Bibble 5 Pro; Asset Management & Nondestructive Editing Page 2
Retouching And Layers
One of the strongest additions to Bibble 5 Pro is the ability to work in layers—a feature that allows all sorts of retouching and manipulation to the image involving the adjustment tools. As with other aspects of image editing in this application, you can also copy and paste layers from one image to another or a group of images or versions to apply a wide range of changes or simply clear dust spots without needless repetition.
Within each layer are regions that define the various changes you make. Each image can have a maximum of 10 layers with up to 11 regions in each. Plus there is an additional heal/clone layer that supports up to 30 regions. Click on the layer to make the regions visible. You can also deselect any region or layer at any time. This step is useful to avoid cluttering the screen. But don’t forget to re-select them.
White Balance And Look Profile
When cloning, you can define a region using circles, polygons, or curves. You can anchor the source and target region or freely move them around and modify feathering (also size for circles). The circle can metamorphose into a healing tool or back to a cloning tool at your discretion, but as a healing tool it works best with amorphous, uniform tones, such as sky, primarily to remove dust spots. Otherwise, the healing tool may create a blurred region that mars the image.
Select Settings To Copy And Paste
The adjustment brush is my favorite. I used it to change the colors on a lizard, employing selected hue, saturation, and luminance adjustment sliders. I was able to adjust the size and intensity of the brush so that when it came to the tail and toes, I could lessen the effect to lend it greater credibility. And when the brush strayed or if I got heavy-handed, selecting the negative brush allowed me to remove the excess. Beyond that, the cloning tools made it possible to remove a distracting twig in the foreground and a shadow that merged with the lizard’s own shadow right at the snout. Finally, since a skittish critter and close-focusing limits combined to limit how close I could approach with my zoom, the cropping tool let me trim the surrounding area and focus attention on the lizard.
In The Final Analysis
Bibble 5 Pro hasn’t shown itself to be the speed demon it claims to be. In fact, very often the program failed to track cursor movements in real time, lagging behind just enough to interfere with the workflow it seeks to improve. The History panel, too, has its idiosyncrasies. Instead of the slider remaining in place, it resets to an earlier position when you return to an image—and that has led to several errors when I was trying to undo previous steps. Also, you can’t delete interim steps, so when you do step backward do so with caution, as every step afterward is permanently erased. However, this is where the global Undo (under the Edit menu) can come to the rescue, reverting the History to an earlier stage. Also, I found the search engine to be somewhat wanting, as it occasionally failed to return images I knew were already cataloged.

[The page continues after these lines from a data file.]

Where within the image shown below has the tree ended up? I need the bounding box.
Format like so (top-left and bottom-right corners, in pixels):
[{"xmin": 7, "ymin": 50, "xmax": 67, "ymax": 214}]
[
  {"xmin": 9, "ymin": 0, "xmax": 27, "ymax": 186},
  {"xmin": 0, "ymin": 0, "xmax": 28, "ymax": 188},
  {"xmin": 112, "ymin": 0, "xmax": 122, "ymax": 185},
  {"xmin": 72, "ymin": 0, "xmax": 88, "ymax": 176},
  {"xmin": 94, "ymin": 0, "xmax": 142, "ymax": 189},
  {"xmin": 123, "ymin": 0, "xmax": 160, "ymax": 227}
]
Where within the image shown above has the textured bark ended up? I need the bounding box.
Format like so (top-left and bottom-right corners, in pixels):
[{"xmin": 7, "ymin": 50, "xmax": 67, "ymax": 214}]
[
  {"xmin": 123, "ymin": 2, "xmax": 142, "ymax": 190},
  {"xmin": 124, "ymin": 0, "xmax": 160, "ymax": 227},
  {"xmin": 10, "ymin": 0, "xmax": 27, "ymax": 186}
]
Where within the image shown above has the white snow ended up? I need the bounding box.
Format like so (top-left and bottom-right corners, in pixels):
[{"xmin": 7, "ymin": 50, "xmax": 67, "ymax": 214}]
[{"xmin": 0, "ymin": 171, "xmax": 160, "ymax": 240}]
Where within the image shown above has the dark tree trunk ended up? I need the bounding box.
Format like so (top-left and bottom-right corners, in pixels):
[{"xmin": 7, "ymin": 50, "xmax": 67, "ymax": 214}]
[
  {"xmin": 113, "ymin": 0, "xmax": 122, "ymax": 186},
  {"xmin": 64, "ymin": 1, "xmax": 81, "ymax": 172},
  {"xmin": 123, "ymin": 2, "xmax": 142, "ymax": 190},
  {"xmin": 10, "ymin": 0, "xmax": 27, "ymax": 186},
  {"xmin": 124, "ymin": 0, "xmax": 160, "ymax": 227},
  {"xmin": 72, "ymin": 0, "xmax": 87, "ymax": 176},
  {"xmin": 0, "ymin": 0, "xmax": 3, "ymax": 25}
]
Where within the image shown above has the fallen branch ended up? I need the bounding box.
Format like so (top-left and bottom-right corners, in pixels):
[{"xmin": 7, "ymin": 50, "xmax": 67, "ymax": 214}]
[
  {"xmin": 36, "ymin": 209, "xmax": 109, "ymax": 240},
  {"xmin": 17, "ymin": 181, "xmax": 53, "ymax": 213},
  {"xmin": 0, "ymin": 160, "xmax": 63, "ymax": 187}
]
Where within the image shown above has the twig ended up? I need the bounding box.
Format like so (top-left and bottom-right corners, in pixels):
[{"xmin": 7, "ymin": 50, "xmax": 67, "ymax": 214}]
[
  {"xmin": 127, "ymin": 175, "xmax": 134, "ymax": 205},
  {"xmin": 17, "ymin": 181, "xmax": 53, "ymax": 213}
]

I should also point out that while Bibble 5 Pro supports quite a number of popular Raw formats, it does not support DNG conversions, which may be a deal-breaker for some.
Bibble 5 Pro was a long time coming, until we got release 5.1 and finally 5.2, which seemed to round out the package to the point where I would not hesitate recommending it. At its core, Bibble 5 Pro delivers competent Raw processing and image editing, with tools you won’t necessarily find at this price. As for asset management and workflow, I still think there is room for improvement, but not enough to drive me away. In fact, unless photo composition and pixel-level image editing are in the forecast, you’ll find this little package will take your images where they need to go.